Ljung-Box test

The Ljung-Box test checks whether the residuals of a fitted time series model are white noise: uncorrelated across all lags. A significant result means the model has not captured all the autocorrelation structure in the data and needs refinement.

Context: when is this test used?

After fitting a time series model (ARIMA, exponential smoothing, regression with time series errors), the residuals should be uncorrelated. If they are not, the model is misspecified: it is leaving predictable structure in the errors, which means forecasts and standard errors are unreliable.

The Ljung-Box test formalizes this diagnostic check. It is not used to test whether raw data are autocorrelated (use the ACF for that), but to test whether the residuals of a fitted model are.

Test statistic

\[Q = n(n+2) \sum_{k=1}^{m} \frac{\hat{r}_k^2}{n-k}\]

where \(n\) is the number of observations, \(m\) is the number of lags tested, and \(\hat{r}_k\) is the sample autocorrelation at lag \(k\). Under \(H_0\) (no autocorrelation), \(Q \sim \chi^2(m - p - q)\), where \(p\) and \(q\) are the AR and MA orders of the fitted model (both 0 if testing raw data).

The Ljung-Box statistic is a weighted sum of squared autocorrelations, giving more weight to lags with fewer observations (\(n-k\) in the denominator). This makes it more sensitive than the original Box-Pierce statistic, which uses \(n\sum \hat{r}_k^2\) without the correction.

Hypotheses: \(H_0\): the residuals are independently distributed (no autocorrelation at any lag up to \(m\)). \(H_1\): at least one autocorrelation \(\hat{r}_k\) is non-zero.

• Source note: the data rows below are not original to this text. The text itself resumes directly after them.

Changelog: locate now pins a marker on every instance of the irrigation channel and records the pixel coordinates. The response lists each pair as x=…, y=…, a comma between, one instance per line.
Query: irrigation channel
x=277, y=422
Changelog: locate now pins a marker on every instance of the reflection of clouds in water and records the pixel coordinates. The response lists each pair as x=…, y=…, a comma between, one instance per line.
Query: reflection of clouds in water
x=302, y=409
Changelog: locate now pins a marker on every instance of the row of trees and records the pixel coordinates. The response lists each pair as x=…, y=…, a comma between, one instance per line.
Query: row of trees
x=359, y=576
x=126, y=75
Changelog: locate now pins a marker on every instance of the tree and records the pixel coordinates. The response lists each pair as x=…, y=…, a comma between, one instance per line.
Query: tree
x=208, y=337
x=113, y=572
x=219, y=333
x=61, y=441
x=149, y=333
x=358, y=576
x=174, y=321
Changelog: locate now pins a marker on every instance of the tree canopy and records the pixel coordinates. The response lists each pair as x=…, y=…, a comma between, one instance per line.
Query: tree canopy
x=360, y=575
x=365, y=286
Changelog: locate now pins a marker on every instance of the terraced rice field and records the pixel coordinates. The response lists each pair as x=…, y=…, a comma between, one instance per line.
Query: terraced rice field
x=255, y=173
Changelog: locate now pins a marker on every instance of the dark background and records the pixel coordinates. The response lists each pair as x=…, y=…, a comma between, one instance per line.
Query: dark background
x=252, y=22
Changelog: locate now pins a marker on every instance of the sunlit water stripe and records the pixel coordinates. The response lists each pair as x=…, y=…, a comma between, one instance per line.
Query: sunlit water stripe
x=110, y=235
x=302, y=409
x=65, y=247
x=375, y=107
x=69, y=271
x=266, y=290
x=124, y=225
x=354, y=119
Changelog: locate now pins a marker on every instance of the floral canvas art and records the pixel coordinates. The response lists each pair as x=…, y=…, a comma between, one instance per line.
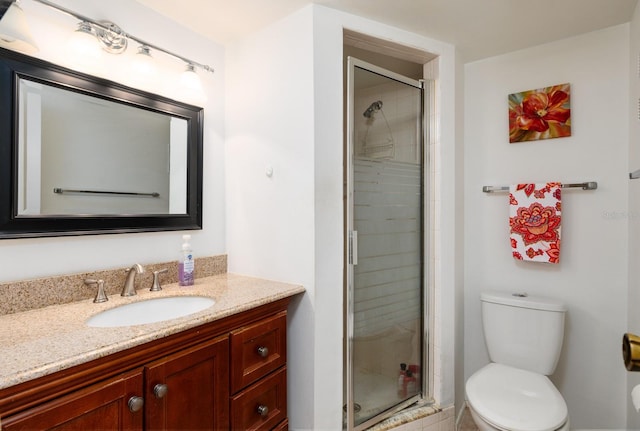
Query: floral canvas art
x=540, y=114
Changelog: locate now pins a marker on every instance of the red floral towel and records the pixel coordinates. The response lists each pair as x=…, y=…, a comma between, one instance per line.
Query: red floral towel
x=534, y=219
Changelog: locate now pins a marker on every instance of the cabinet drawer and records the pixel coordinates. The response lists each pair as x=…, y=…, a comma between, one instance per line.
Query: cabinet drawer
x=282, y=426
x=261, y=406
x=257, y=350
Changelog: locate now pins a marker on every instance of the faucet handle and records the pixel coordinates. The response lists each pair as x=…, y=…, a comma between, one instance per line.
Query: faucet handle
x=155, y=286
x=101, y=296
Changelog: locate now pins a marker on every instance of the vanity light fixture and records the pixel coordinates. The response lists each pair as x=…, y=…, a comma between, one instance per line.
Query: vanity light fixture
x=83, y=46
x=114, y=40
x=143, y=64
x=190, y=81
x=14, y=30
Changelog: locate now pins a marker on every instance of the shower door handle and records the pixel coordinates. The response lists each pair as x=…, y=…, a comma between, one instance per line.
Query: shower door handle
x=353, y=249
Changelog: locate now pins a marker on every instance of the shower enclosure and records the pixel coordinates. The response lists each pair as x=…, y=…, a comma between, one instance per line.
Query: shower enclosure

The ACF plot: the visual companion

The Ljung-Box test gives a single p-value for all lags up to \(m\). The ACF plot shows the individual autocorrelations at each lag, making it easy to see where the structure is. Always use both together.

Two ACF plots side by side: one for white noise residuals and one for autocorrelated residuals

Red bars exceed the 95% confidence bands (dashed blue lines). White noise residuals have no significant bars and a large p-value. Autocorrelated residuals show a clear pattern decaying from lag 1, with a very small p-value.

Complete example: ARIMA model diagnostics

Monthly airline passenger numbers (Box-Jenkins dataset, \(n = 144\)) are fitted with an ARIMA(1,1,1)(1,1,1)[12] model. The Ljung-Box test is applied to the residuals.

ACF of ARIMA model residuals for airline data with Ljung-Box test p-values at different lags

All p-values are well above 0.05: the residuals show no significant autocorrelation. The model has adequately captured the data’s structure.

Choosing the number of lags \(m\)

⚠️ The choice of m matters and there is no single correct answer

Testing too few lags misses autocorrelations at higher lags. Testing too many reduces power because the chi-squared distribution has more degrees of freedom, making it harder to detect any single significant autocorrelation.

Common rules of thumb:

  • For non-seasonal series: \(m = \min(10, n/5)\).
  • For seasonal series with period \(s\): \(m = 2s\) (e.g., \(m = 24\) for monthly data).
  • For ARIMA\((p,d,q)\) models: use \(df = m - p - q\) degrees of freedom in the chi-squared distribution.

In R, Box.test(..., fitdf = p + q) applies the degrees of freedom correction automatically.

Running the test in R

# After fitting an ARIMA model
fit <- arima(x, order = c(1, 1, 1))
resid <- residuals(fit)

# Ljung-Box test with degrees of freedom correction
Box.test(resid, lag = 10, type = "Ljung-Box", fitdf = 2)  # fitdf = p + q

# Multiple lags at once
sapply(c(6, 12, 18, 24), function(m)
  Box.test(resid, lag = m, type = "Ljung-Box", fitdf = 2)$p.value)

# ACF plot for visual inspection
acf(resid, lag.max = 24)

💡 Interpreting the result in context

A significant Ljung-Box result (\(p \leq 0.05\)) means the model has residual autocorrelation. Typical next steps:

  • Inspect the ACF and PACF of the residuals to identify which lags are significant.
  • Increase the AR or MA order of the model.
  • For seasonal patterns, add seasonal AR or MA terms.
  • If all else fails, consider a different model class (e.g., GARCH for financial returns with volatility clustering).

A non-significant result does not guarantee the model is correct: it only says the residuals are consistent with white noise up to lag \(m\).